REMUS abandons traditional command-and-control infrastructure in favor of EtherHiding, a technique that stores C2 addresses inside Ethereum smart contracts. When the malware needs to phone home, it queries a blockchain contract rather than a hardcoded domain or IP.

This makes REMUS infrastructure effectively immune to traditional takedowns and sinkholing. Security teams can't seize a blockchain contract the way they'd take down a malicious domain. Even if researchers identify the contract address, they can't modify or remove it.
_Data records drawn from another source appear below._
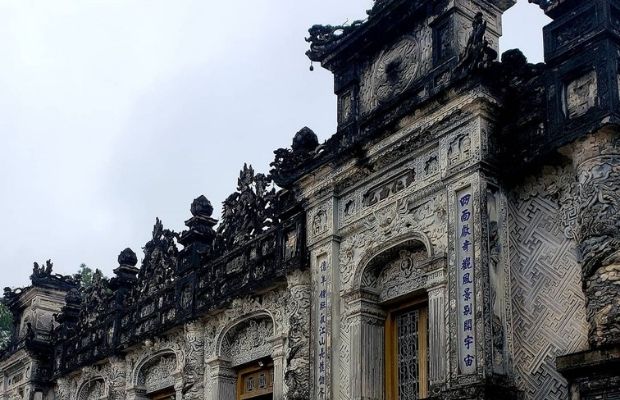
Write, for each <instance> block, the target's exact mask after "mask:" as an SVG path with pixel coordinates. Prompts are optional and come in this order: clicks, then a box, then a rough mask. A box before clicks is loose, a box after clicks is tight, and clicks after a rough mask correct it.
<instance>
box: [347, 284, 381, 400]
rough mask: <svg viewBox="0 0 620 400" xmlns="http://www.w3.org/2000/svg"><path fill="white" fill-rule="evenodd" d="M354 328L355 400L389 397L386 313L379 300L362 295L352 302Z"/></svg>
mask: <svg viewBox="0 0 620 400" xmlns="http://www.w3.org/2000/svg"><path fill="white" fill-rule="evenodd" d="M349 306H350V310H351V312H350V314H349V320H350V326H351V375H352V376H351V399H352V400H383V398H384V396H385V382H384V378H385V371H384V368H385V318H386V314H385V312H384V311H383V310H382V309H381V308H380V307H379V305H378V304H377V299H376V298H375V296H373V295H370V294H368V293H363V292H359V293H357V294H355V295H353V298H351V299H350V300H349Z"/></svg>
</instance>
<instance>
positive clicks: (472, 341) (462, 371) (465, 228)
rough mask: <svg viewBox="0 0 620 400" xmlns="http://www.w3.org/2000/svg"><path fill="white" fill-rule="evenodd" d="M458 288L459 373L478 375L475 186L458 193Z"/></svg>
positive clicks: (456, 231) (457, 265) (460, 191)
mask: <svg viewBox="0 0 620 400" xmlns="http://www.w3.org/2000/svg"><path fill="white" fill-rule="evenodd" d="M456 206H457V210H458V212H457V224H456V227H457V230H456V254H457V259H456V260H457V268H458V274H457V277H458V278H457V288H458V304H459V310H458V315H459V320H458V333H459V372H460V373H461V374H464V375H466V374H473V373H475V372H476V339H475V337H476V335H475V333H474V327H475V326H476V324H475V311H474V309H475V308H474V252H473V247H474V243H473V240H474V239H473V232H474V229H473V197H472V194H471V187H468V188H466V189H463V190H461V191H460V192H458V193H457V205H456Z"/></svg>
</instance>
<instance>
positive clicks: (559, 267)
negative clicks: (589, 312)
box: [509, 196, 588, 400]
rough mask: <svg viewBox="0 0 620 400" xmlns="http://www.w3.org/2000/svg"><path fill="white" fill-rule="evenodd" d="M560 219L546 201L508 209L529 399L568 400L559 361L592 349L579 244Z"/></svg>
mask: <svg viewBox="0 0 620 400" xmlns="http://www.w3.org/2000/svg"><path fill="white" fill-rule="evenodd" d="M560 216H561V213H560V209H559V206H558V205H557V203H556V202H555V201H552V200H550V199H546V198H543V197H541V196H535V197H532V198H529V199H528V200H519V201H516V203H515V204H511V205H510V206H509V221H510V257H511V272H510V273H511V286H512V287H511V291H512V318H513V327H514V332H513V348H514V365H515V369H516V371H515V372H516V375H517V377H516V378H517V385H518V387H519V388H520V389H521V390H523V391H524V392H525V398H526V399H528V400H553V399H558V400H568V398H569V397H568V389H567V384H566V381H565V380H564V378H563V377H562V376H561V375H560V374H559V373H558V372H557V371H556V369H555V357H556V356H558V355H563V354H568V353H573V352H576V351H581V350H585V349H586V348H587V332H588V326H587V324H586V316H585V300H584V295H583V292H582V289H581V269H580V267H579V265H578V263H577V253H576V244H575V242H574V241H573V240H571V239H568V238H567V237H566V236H565V235H564V233H563V225H562V223H561V217H560Z"/></svg>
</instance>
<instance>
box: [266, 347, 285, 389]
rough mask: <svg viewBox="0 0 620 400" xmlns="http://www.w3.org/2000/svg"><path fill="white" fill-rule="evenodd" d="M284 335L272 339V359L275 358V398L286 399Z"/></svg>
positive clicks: (273, 388) (273, 381)
mask: <svg viewBox="0 0 620 400" xmlns="http://www.w3.org/2000/svg"><path fill="white" fill-rule="evenodd" d="M285 340H286V338H285V337H284V336H276V337H274V338H272V339H270V342H271V344H272V349H273V350H272V352H271V359H272V360H273V400H283V399H284V342H285Z"/></svg>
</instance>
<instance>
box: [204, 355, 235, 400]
mask: <svg viewBox="0 0 620 400" xmlns="http://www.w3.org/2000/svg"><path fill="white" fill-rule="evenodd" d="M208 364H209V367H210V371H211V379H212V380H213V386H212V391H211V393H210V394H209V399H210V400H235V399H236V396H237V374H236V373H235V371H234V370H233V369H232V367H231V365H230V362H229V361H227V360H223V359H221V358H215V359H212V360H209V361H208Z"/></svg>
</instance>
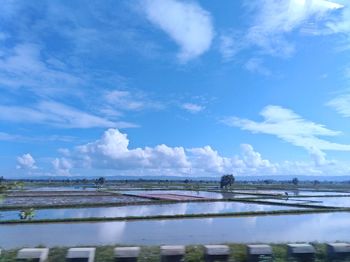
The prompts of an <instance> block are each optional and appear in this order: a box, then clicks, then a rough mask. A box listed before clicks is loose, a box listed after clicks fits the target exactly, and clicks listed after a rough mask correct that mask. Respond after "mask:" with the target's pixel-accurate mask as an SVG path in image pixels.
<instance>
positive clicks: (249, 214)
mask: <svg viewBox="0 0 350 262" xmlns="http://www.w3.org/2000/svg"><path fill="white" fill-rule="evenodd" d="M327 212H350V208H338V209H334V208H332V209H326V208H323V209H295V210H275V211H251V212H234V213H232V212H231V213H214V214H205V213H203V214H183V215H155V216H127V217H85V218H62V219H34V220H4V221H0V224H3V225H4V224H42V223H74V222H107V221H136V220H164V219H186V218H187V219H189V218H215V217H246V216H264V215H265V216H266V215H297V214H315V213H327Z"/></svg>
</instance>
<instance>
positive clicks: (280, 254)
mask: <svg viewBox="0 0 350 262" xmlns="http://www.w3.org/2000/svg"><path fill="white" fill-rule="evenodd" d="M313 245H314V247H315V249H316V260H315V261H316V262H326V261H327V254H326V245H325V244H320V243H314V244H313ZM229 247H230V250H231V255H230V260H229V261H235V262H246V261H247V256H246V246H245V245H243V244H229ZM113 248H114V246H101V247H97V248H96V258H95V261H96V262H112V261H114V259H113ZM67 249H68V248H63V247H58V248H51V249H50V253H49V260H48V262H64V261H65V255H66V253H67ZM272 250H273V255H274V260H273V261H275V262H285V261H287V246H286V245H285V244H272ZM16 253H17V250H5V251H4V252H3V255H2V256H1V257H0V262H10V261H15V257H16ZM138 261H139V262H146V261H147V262H160V248H159V246H152V247H145V246H144V247H141V254H140V257H139V260H138ZM184 261H185V262H204V248H203V246H193V245H192V246H187V247H186V254H185V259H184ZM347 261H349V260H347Z"/></svg>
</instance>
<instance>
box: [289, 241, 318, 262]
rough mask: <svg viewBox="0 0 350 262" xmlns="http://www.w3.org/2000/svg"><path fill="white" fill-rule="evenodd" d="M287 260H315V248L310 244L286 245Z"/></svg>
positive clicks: (311, 260)
mask: <svg viewBox="0 0 350 262" xmlns="http://www.w3.org/2000/svg"><path fill="white" fill-rule="evenodd" d="M287 247H288V259H289V260H292V261H300V262H312V261H314V260H315V248H314V247H313V246H312V245H310V244H288V245H287Z"/></svg>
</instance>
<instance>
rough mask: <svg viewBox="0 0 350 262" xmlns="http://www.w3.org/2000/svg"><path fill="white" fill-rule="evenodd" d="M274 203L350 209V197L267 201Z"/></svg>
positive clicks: (308, 197)
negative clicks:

The UNC5342 campaign we covered earlier demonstrated similar blockchain abuse, but REMUS represents broader criminal adoption of the technique.

Technical Capabilities

REMUS's documented feature set includes:

Data Collection:

  • Browser credential theft and cookie collection
  • Session and token capture from major platforms
  • Password manager database extraction
  • IndexedDB collection from extensions
  • Gaming platform credential theft

Operational Features:

  • Anti-VM detection to evade analysis
  • Configurable collection targets
  • Chunked exfiltration to avoid detection
  • Affiliate/worker management
  • Statistics and logging infrastructure

Why This Matters

The shift from credential theft to session theft represents a fundamental change in how infostealers operate. Passwords alone are increasingly worthless against modern authentication systems. Sessions bypass these controls entirely.

REMUS's commercialization also lowers barriers for less technical criminals. The MaaS model means anyone willing to pay can access enterprise-grade stealing capabilities without understanding the underlying technology. Combined with blockchain-based infrastructure that resists takedowns, this creates a more resilient criminal ecosystem.

Organizations should treat session tokens as high-value secrets requiring the same protection as credentials. Implementing device-bound session credentials, as Chrome's DBSC feature aims to do, may help. Monitoring for anomalous session usage patterns—logins from unexpected locations, simultaneous sessions from different networks—can catch stolen session abuse. For teams unfamiliar with infostealer operations, our malware overview guide covers the broader threat landscape.

Security teams should also track the post-Lumma infostealer landscape. REMUS isn't the only operation filling the gap—expect continued evolution as competing operators build on Lumma's foundation while trying to avoid its mistakes.